Ustedes han oído que se dijo: Ojo por ojo y diente por diente.
Pero yo les digo que no hagan frente al que les hace mal: al contrario, si alguien te da una bofetada en la mejilla derecha, preséntale también la otra.
Al que quiere hacerte un juicio para quitarte la túnica, déjale también el manto;
y si te exige que lo acompañes un kilómetro, camina dos con él.
Da al que te pide, y no le vuelvas la espalda al que quiere pedirte algo prestado.
Ustedes han oído que se dijo: Amarás a tu prójimo y odiarás a tu enemigo.
Pero yo les digo: Amen a sus enemigos, rueguen por sus perseguidores;
así serán hijos del Padre que está en el cielo, porque él hace salir el sol sobre malos y buenos y hace caer la lluvia sobre justos e injustos.
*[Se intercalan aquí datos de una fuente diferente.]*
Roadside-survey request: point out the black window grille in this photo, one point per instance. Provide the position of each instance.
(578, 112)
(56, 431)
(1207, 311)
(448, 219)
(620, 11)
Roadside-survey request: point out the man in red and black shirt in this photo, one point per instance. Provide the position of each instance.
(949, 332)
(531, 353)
Si ustedes aman solamente a quienes los aman, ¿qué recompensa merecen? ¿No hacen lo mismo los publicanos?
Y si saludan solamente a sus hermanos, ¿qué hacen de extraordinario? ¿No hacen lo mismo los paganos?
Por lo tanto, sean perfectos como es perfecto el Padre que está en el cielo.
COMENTARIO:
Este evangelio
de san Mateo es una continuación de una serie de pasajes en los que se hace un
paralelismo entre Jesús y Moisés, como intérpretes de la Ley de Dios. Pero
ahora que se cumple la expectación mesiánica en la que se le atribuía al Mesías
la función de interpretar definitivamente dicha Ley, Cristo se sitúa por encima
de ella y la ilumina con el resplandor de su verdadero valor; aportando, con
sus palabras, el sentido de su explicación. Sólo Aquel que la ha dado, puede
conocer a la perfección el porqué y el cómo de cada uno de sus preceptos; y no
hay que olvidar que Jesucristo es la encarnación del Verbo y, por tanto, Dios
mismo que habla con la autoridad divina que le corresponde.
El Maestro no
anula los puntos de la Antigua Ley, sino que los interioriza llevándolos a la
perfección y librándolos de los errores de aquellos que no los habían
comprendido en profundidad. Puntualiza que su verdadero cumplimiento va más
allá de una mera observancia formal, invitando a todos a la magnanimidad y a la
grandeza de alma, virtudes que deben caracterizar a los que gozan de una
participación en la vida divina, a través de la Gracia.
En este
párrafo, el Señor se centra en la capacidad de perdonar, que es uno de los
distintivos del cristiano; y el motivo no es otro que el precepto que Dios nos
dio y que recoge el libro del Levítico: “Sed santos, porque Yo soy Santo”. El
Señor nos llama a llevar la Ley a su total plenitud, proponiéndonos la
imitación de nuestro Padre celestial. Pero sólo hay una imagen perfecta de
Dios, y es la de su Hijo Jesucristo; por eso nosotros, que llevamos en nuestro
nombre de cristianos, el distintivo de su sello, hemos de proclamar, con
nuestras palabras y actos, la bondad ilimitada de la caridad de Cristo.
Estamos
llamados a no apartar los ojos de su ejemplo, contando siempre con la
asistencia de la Gracia sacramental que nos ayudará a vencer nuestras
debilidades humanas; a estar dispuestos a entregar lo que somos y lo que
tenemos: nuestro orgullo y nuestra disponibilidad, por amor a su Nombre. Y
Jesús, todos lo sabéis, nos pide que le amemos a través de nuestros hermanos,
los hombres. Nos llama a la paciencia, a la comprensión, a la templanza… A que
no los abandonemos en sus muchas necesidades, tanto materiales como
espirituales; a que no discutamos por todo aquello que puede ser opinable, y que
en cualquier palabra que utilicemos esté siempre el sentido común, donde rige
el amor por encima de la razón. Nos llama, simplemente, a vivir con coherencia
el compromiso de la fe, en su Iglesia.